AI is just the current wrapper on that same story. And by 2025, companies were getting less subtle about it. Workday cut 1,750 jobs – 8.5% of staff – while investing heavily in AI (‘Workday to cut 1,750 jobs in AI push’, AP News, Feb. 5, 2025). CrowdStrike announced 5% job cuts while saying AI is “reshaping every industry” (‘CrowdStrike announces 5% job cuts’, CNBC, May 7, 2025).

That’s the headline pattern now. And it’s worth reading with some suspicion.

THE TELL
If the headcount is going down and the revenue target isn’t going up, it’s not an AI strategy. It’s a haircut with a press release.

The growth test

Jensen Huang, Nvidia’s CEO, has a cleaner frame for this than most consultants.

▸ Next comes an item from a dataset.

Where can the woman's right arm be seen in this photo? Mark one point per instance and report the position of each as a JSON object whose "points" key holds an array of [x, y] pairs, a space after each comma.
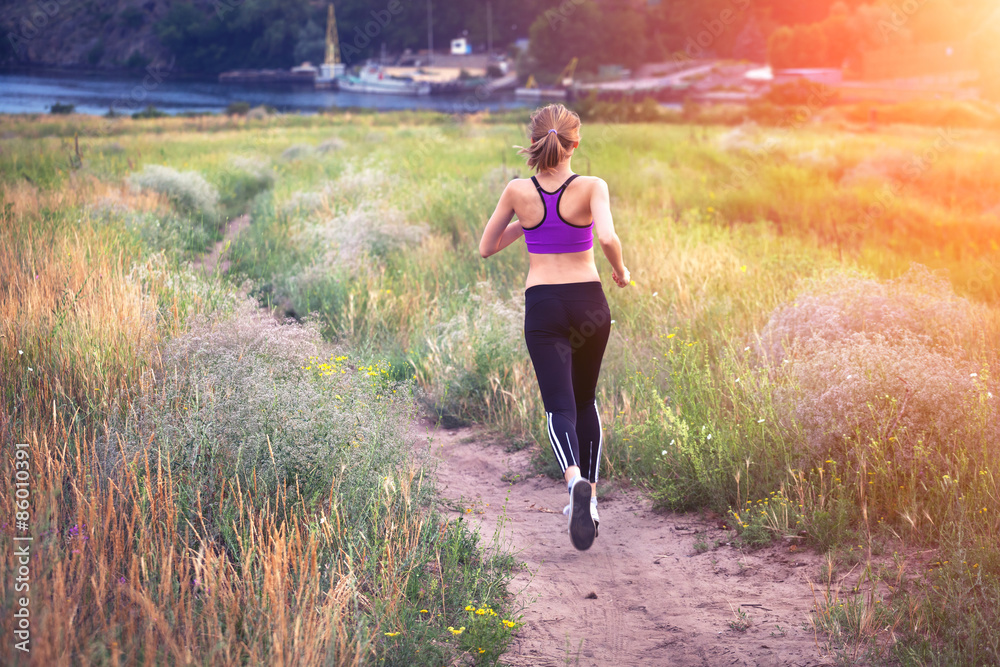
{"points": [[600, 208], [500, 232]]}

His basic argument: if AI actually drives productivity and revenue growth, it should lead to more hiring, not less. In TIME’s 2025 profile, he put it plainly: “I’m fairly confident that AI will drive productivity, revenue growth, and therefore more hiring” (‘The Architects of AI Are TIME’s 2025 Person of the Year’, TIME, Dec. 2025).

If AI is truly transformative, the move is not to cut 100 people to 50 and hold revenue flat. The move is to keep the 100 and go build more. More product. More customers. More throughput. More market. That is the dividing line.

A company using AI as a growth lever looks different from a company using AI as a layoff alibi. The growth company keeps the team and points it at work that was previously too slow, too expensive, or too annoying to do. The cost-cutting company writes a memo, trims the org chart, and prays nobody asks what the AI is actually doing besides helping this quarter’s margin.

One of those is strategy. The other is cost accounting in a black turtleneck.

The question nobody is asking

This is the part that matters.

The AI productivity discourse is full of examples like this: we automated a report that used to take two weeks. Fine. Great. Standing ovation. Now ask the adult question: did anyone actually need the report?

If the answer is no – if that two-week report was a recurring artifact that existed because someone created it once and nobody ever killed it – then AI didn’t create value. It accelerated theater. That’s the trap in a lot of enterprise AI talk. People confuse doing the same low-value work faster with improving the business. Those are not the same thing.

THE QUESTION
AI does not make pointless work valuable. It makes pointless work cheaper. Not more valuable.

The real gain is not “use AI to produce more internal sludge.” The real gain is to stop producing sludge and point the human at work that matters.

The actual upside shows up when AI makes new work economically possible. New analysis. New products. New customer segments. New service levels. Work that was previously too expensive, too slow, or too messy to attempt. That’s where revenue lives.

Most “AI efficiency” layoff stories are describing something else entirely. A headcount reduction, attributed to a technology, timed to a quarter when the board wanted margin.

What AI actually changes

AI is real. It is useful. It can compress cycle times, raise output per employee, and let smaller teams hit a scale that used to require larger ones. None of that automatically implies layoffs.

The companies that seem to understand AI best describe it as an expansion tool, not a shrink ray. Huang’s argument is one version of that. So is the market logic: if a tool lowers the cost of creating value, competent companies should create more value. Not less company. More company.

So the next time you see the headline – [Company] cuts [number], cites AI – ask one question:

What is the revenue target?

If the answer is flat, iffy, or missing, you are probably not looking at an AI transformation. You are looking at a balance sheet correction with better branding.